[Cookbook][Security] x509 doc for pre authenticated listeners

Maxime Douailin · Maxime Douailin · commit 6c9a204ebe15 · 2014-06-06T15:09:37.000+02:00
diff --git a/cookbook/security/index.rst b/cookbook/security/index.rst
@@ -16,5 +16,6 @@ Security
     securing_services
     custom_provider
     custom_authentication_provider
+    pre_authenticated
     target_path
     csrf_in_login_form
diff --git a/cookbook/security/pre_authenticated.rst b/cookbook/security/pre_authenticated.rst
@@ -0,0 +1,73 @@
+.. index::
+   single: Security; Pre authenticated providers
+
+Using pre authenticated security firewalls
+==========================================
+
+A lot of authentication modules are already provided by some webservers,
+including Apache. These modules generally set some environment variables
+that can be used to know which user is accessing your application. Out of the 
+box, Symfony supports most authentication mecanisms.

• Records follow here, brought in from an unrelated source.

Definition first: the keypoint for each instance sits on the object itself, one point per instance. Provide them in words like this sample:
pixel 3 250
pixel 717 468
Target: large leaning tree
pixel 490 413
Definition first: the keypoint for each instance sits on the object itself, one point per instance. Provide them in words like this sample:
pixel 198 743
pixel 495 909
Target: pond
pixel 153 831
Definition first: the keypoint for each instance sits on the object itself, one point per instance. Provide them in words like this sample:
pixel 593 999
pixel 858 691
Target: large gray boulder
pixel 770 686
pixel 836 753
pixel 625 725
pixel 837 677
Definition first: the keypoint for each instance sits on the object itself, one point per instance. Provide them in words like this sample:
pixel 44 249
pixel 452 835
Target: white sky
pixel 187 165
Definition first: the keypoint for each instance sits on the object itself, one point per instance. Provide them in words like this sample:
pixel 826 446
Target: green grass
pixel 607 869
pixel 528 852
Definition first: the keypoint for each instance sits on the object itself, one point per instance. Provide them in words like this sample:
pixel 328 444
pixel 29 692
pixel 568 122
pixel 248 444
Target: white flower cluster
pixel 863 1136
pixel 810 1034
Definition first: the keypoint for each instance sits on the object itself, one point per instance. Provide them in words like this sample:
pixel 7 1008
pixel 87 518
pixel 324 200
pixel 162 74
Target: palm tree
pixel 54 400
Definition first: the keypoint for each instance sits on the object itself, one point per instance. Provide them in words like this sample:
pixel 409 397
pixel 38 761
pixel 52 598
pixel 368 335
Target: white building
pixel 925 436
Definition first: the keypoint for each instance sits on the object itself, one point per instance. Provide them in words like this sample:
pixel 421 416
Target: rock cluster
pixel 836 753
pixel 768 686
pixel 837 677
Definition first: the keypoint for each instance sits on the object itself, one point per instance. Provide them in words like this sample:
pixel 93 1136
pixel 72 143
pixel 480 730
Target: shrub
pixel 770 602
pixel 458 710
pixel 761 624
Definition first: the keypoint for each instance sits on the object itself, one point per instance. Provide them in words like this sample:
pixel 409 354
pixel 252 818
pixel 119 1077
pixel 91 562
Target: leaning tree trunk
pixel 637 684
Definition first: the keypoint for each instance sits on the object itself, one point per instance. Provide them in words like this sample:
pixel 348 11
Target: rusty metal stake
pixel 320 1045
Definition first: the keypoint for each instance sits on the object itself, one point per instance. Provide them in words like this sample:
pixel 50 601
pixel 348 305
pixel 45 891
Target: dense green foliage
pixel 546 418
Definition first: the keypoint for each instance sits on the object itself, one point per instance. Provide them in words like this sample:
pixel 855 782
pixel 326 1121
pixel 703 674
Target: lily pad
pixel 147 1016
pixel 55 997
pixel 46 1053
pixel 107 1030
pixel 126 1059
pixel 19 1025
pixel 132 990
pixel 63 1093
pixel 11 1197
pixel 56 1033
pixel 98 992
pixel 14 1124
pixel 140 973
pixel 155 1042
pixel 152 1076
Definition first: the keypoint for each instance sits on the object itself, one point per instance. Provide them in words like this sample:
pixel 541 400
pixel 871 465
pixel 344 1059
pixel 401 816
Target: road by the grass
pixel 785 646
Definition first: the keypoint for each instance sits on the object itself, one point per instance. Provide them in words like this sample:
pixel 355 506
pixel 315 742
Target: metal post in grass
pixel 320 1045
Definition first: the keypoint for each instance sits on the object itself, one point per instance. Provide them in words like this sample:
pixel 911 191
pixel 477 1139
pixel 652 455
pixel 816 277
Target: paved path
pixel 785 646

+These are called *pre authenticated* requests because the user is already
+authenticated when reaching your application.
+
+.. note::
+
+    An authentication provider will only inform the user provider of the username
+    that made the request. You will need to either use an available
+    :class:`Symfony\\Component\\Security\\Core\\User\\UserProviderInterface`
+    or implement your own:
+
+    * :doc:`/cookbook/security/entity_provider`
+    * :doc:`/cookbook/security/custom_provider`
+
+X.509 Client certificate authentication
+---------------------------------------
+
+When using client certificate, your webserver is doing all the authentication
+process itself. For Apache, on your VirtualHost, you may use the 
+``SSLVerifyClient Require`` directive.
+
+On your Symfony2 application security configuration, you can enable the x509
+authentication firewall:
+
+.. configuration-block::
+
+    .. code-block:: yaml
+
+        # app/config/security.yml
+        security:
+            firewalls:
+                secured_area:
+                    pattern: ^/
+                    x509:
+                        provider: your_user_provider
+
+    .. code-block:: xml
+
+        <!-- app/config/security.xml -->
+        <config>
+            <firewall name="secured_area" pattern="^/">
+                <x509 provider="your_user_provider"/>
+            </firewall>
+        </config>
+
+    .. code-block:: php
+
+        // app/config/security.php
+        $container->loadFromExtension('security', array(
+            'firewalls' => array(
+                'secured_area' => array(
+                    'pattern' => '^/'
+                    'x509'    => array(
+                        'provider' => 'your_user_provider',
+                    ),
+                ),
+            ),
+        ));
+
+By default, the firewall will provide the ``SSL_CLIENT_S_DN_Email`` variable to
+your user provider, and set the ``SSL_CLIENT_S_DN`` as credentials in the 
+:class:`Symfony\\Component\\Security\\Core\\Authentication\\Token\\PreAuthenticatedToken`.
+You can override these by setting respectively the ``user`` and the ``credentials`` keys
+in the x509 firewall configuration.